Rajrishi Singhal makes a thoughtful point that the law of unintended consequence could operate with respect confidence in the banking sector. If the public deposits money into banks and is unable to withdraw it or if the bank denies it (even if only for a short period), then, it can lead to the public losing confidence in banks. I agree. That risk exists and it is not trivial, if the notes shortage in banks persists.
An unusually angry Andy Mukherjee echoes him on the unintended consequences on the banking sector here:
Amid the chaos, discussions about improving the governance of India’s dominant state-run banks, and selling or shuttering the weakest of them, have come to a standstill. The more urgent task of cleaning up their compromised balance sheets has also lost the steam it had gathered under previous RBI Governor Raghuram Rajan. If a month ago there was fond but foolish hope that banks would get a big one-time recapitalization boost, now there’s despair about how long they can go on fighting fires without any chance of a revival in credit demand.
It’s hard to believe Prime Minister Narendra Modi didn’t think through these unintended consequences. [Link]
Read this one too where he argues that RBI should have cut rates.

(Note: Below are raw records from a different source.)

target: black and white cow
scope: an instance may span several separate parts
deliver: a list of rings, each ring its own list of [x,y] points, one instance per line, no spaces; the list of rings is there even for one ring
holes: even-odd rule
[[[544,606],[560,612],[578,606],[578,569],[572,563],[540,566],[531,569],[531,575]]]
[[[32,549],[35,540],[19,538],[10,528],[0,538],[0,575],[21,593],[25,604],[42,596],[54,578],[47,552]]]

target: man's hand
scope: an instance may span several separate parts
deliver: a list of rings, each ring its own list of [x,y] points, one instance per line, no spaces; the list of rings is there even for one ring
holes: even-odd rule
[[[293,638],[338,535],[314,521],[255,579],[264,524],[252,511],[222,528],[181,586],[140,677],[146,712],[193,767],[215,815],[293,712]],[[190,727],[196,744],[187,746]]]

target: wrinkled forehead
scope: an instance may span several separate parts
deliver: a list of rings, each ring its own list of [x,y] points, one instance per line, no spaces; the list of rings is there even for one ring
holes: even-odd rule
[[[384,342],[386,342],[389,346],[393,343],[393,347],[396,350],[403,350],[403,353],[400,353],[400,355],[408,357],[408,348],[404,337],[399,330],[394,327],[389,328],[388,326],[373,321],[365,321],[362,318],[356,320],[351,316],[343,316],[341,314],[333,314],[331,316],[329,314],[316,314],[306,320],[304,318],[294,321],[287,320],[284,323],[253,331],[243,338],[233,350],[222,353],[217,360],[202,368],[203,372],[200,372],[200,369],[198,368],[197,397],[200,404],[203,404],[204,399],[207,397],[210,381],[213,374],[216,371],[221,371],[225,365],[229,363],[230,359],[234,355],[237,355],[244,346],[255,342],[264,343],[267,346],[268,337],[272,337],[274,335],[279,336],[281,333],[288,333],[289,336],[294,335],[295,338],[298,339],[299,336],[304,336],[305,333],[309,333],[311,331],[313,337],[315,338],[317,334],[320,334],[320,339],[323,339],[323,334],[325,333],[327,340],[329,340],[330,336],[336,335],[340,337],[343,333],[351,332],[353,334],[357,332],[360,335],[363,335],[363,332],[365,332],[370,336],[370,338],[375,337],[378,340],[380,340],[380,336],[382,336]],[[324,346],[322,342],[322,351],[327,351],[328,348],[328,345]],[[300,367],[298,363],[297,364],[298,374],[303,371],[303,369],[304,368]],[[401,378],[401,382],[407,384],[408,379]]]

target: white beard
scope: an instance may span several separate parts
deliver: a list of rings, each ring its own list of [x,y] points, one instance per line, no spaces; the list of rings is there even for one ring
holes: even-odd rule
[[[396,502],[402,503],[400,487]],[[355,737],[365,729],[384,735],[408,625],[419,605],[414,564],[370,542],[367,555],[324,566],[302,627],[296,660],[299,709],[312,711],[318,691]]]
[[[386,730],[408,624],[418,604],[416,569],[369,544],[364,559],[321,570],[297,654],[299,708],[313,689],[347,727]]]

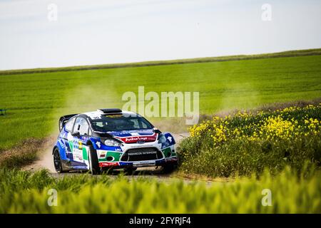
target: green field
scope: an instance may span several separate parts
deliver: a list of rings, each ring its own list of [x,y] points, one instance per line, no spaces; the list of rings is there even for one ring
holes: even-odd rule
[[[260,180],[241,178],[210,185],[179,180],[89,177],[56,179],[44,170],[33,175],[0,170],[0,213],[321,212],[320,172],[302,178],[286,169],[273,179],[266,173]],[[56,206],[48,204],[50,189],[57,191]],[[263,190],[270,190],[270,205]]]
[[[0,150],[56,133],[57,118],[62,115],[121,108],[122,94],[137,92],[138,86],[144,86],[146,93],[199,91],[203,114],[319,98],[318,54],[12,75],[1,72],[0,108],[7,108],[8,114],[0,116]]]

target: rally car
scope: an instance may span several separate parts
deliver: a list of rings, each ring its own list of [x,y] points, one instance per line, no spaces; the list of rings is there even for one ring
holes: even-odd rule
[[[62,116],[53,149],[57,172],[162,167],[173,171],[178,157],[175,140],[141,115],[118,108]]]

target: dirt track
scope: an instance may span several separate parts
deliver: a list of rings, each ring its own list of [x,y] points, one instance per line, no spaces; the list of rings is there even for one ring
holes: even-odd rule
[[[179,133],[179,134],[173,134],[177,143],[179,143],[179,142],[185,137],[188,136],[188,133]],[[34,162],[33,162],[31,165],[29,165],[23,168],[24,170],[29,170],[29,171],[36,171],[41,169],[47,169],[49,170],[51,173],[56,175],[60,175],[61,176],[61,174],[57,174],[56,172],[55,168],[54,167],[54,160],[53,160],[53,156],[52,156],[52,148],[56,142],[56,137],[51,136],[49,138],[48,140],[46,140],[46,143],[44,145],[43,148],[39,150],[38,152],[39,153],[39,159],[36,160]],[[141,172],[139,172],[141,171]],[[80,172],[71,172],[71,173],[66,173],[63,174],[63,175],[73,175],[73,174],[79,174]],[[111,174],[116,175],[118,172],[114,172]],[[152,167],[146,167],[146,168],[139,168],[136,172],[136,175],[138,174],[142,174],[146,176],[157,176],[159,177],[166,178],[169,177],[168,175],[162,175],[155,168]]]

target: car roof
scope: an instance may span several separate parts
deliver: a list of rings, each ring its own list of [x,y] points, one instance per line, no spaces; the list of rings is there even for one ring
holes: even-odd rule
[[[98,109],[96,111],[86,112],[83,113],[81,113],[80,115],[85,115],[90,118],[91,120],[97,120],[101,119],[102,117],[106,115],[131,115],[131,116],[141,116],[139,114],[135,113],[133,112],[126,111],[126,110],[121,110],[121,112],[117,111],[115,113],[108,112],[106,113],[103,110]]]

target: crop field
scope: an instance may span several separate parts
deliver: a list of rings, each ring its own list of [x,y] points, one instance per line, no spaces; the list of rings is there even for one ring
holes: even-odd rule
[[[320,177],[317,172],[302,178],[287,168],[275,178],[265,173],[260,180],[208,185],[108,176],[56,179],[45,171],[1,170],[0,213],[321,213]],[[52,189],[58,198],[49,206]],[[272,193],[270,204],[263,200],[266,189]]]
[[[214,116],[190,128],[180,169],[212,177],[321,166],[321,103]]]
[[[138,86],[145,86],[146,92],[198,91],[201,114],[320,97],[321,56],[297,54],[87,71],[1,72],[0,108],[8,109],[8,114],[0,116],[0,151],[56,133],[62,115],[121,108],[123,93],[137,92]]]

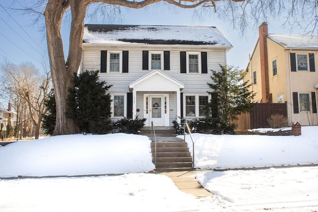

But, nothing prevents the banks from cutting their lending rates, if they have cut their deposit rates.
The government’s lack of preparation could have been and should have been discussed by making it prepare well at least to answer questions on its lack of preparation. The Opposition has failed to do that. It was an opportunity lost for them and for the government to share its thinking more transparently with the Opposition and with the public. Shankkar Aiyar, as thoughtful as ever, makes these points here.
Prof. Ken Rogoff also thinks that the government has bitten off more than what it could chew. He is still positive about the move despite its ‘drastic’ nature.
In an economy profoundly crippled by tax evasion and corruption, India’s radical demonetisation may yet have positive long-run effects. In a sense, Mr Modi’s broader goal is to change the mindset of India.
The FT header sounds a little bit too critical than his piece itself.
It has been a long post in the making. Time to wind up. I shall do so with a link to a recent column by R. Gopalan (former Secretary of the Department of Economic Affairs, Ministry of Finance, Government of India) and his co-author on the economic growth impact of the currency swap. They argue, echoing the notes I had seen from Neelkanth Mishra (and his team) at Credit Suisse, that GDP growth statistics for the fiscal third quarter (October – December 2016) and fourth quarter (January – March 2017), counting as they do the visible sector, could understate the true negative impact on the real economy since much of it is borne by the cash-based informal sector. Gopalan and his co-author argue that it could last 3 to 4 quarters.
I noticed that I had called comments by three respectable and thoughtful commentators as angry. That is something for the Prime Minister and his office to think about. If the law of unintended consequences combined with bad planning makes collateral damage the central (and persistent) story of currency swap, (heavy and likely adverse) political consequences would follow. Oh, well. There will be other occasions to dwell on the consequent unpleasant prospect for the Indian economy.